Moreover, we have so many governments and parliaments in this tiny country, that nobody knows what elections are actually taking place. Is it local? Provincial? Federal? European? Regional? Ask 10 people in the street, and if you’re lucky, one will know the answer. Just to clarify it on this blog: this time we’re voting for the European parliament, for the Flemish parliament, for the Walloon parliament, for the Brussels Capital parliament and for the parliament of the German speaking Community. Are you still following? Don’t worry; none of us Belgians are either.
Even the guy who was supposed to become prime minister last time ended up singing the French Marseillaise when asked for the Belgian national anthem.
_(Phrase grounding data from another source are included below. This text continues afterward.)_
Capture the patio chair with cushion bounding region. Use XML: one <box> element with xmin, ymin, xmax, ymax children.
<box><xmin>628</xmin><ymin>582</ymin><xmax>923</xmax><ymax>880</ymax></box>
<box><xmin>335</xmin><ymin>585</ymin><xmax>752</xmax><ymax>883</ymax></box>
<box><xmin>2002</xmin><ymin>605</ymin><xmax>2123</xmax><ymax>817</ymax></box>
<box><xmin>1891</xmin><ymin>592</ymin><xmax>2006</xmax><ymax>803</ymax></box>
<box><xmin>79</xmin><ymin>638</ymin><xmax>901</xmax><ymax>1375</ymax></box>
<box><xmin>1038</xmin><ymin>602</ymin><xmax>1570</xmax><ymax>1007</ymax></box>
So why should we feel ashamed if we bluntly admit that we don’t have a clue about what’s going on?

Maybe by now you’ll start to understand why in Belgium we still have compulsory voting (that’s right, we don’t have a choice – we have to vote, or at least show up). And because of this, people have no other way to out their unhappiness than by voting on all kinds of extreme and populist parties. Or they keep on voting for the same old parties without giving it any thought, because they believe that nothing is ever going to change anyway. And who can blame them?
Politics has lost its shine and glory a long time ago in Belgium. And when I look at the little wooden matchbox with my grandfather’s picture on it, from back in the 60s when he was having his own campaign, that really makes me kind of sad.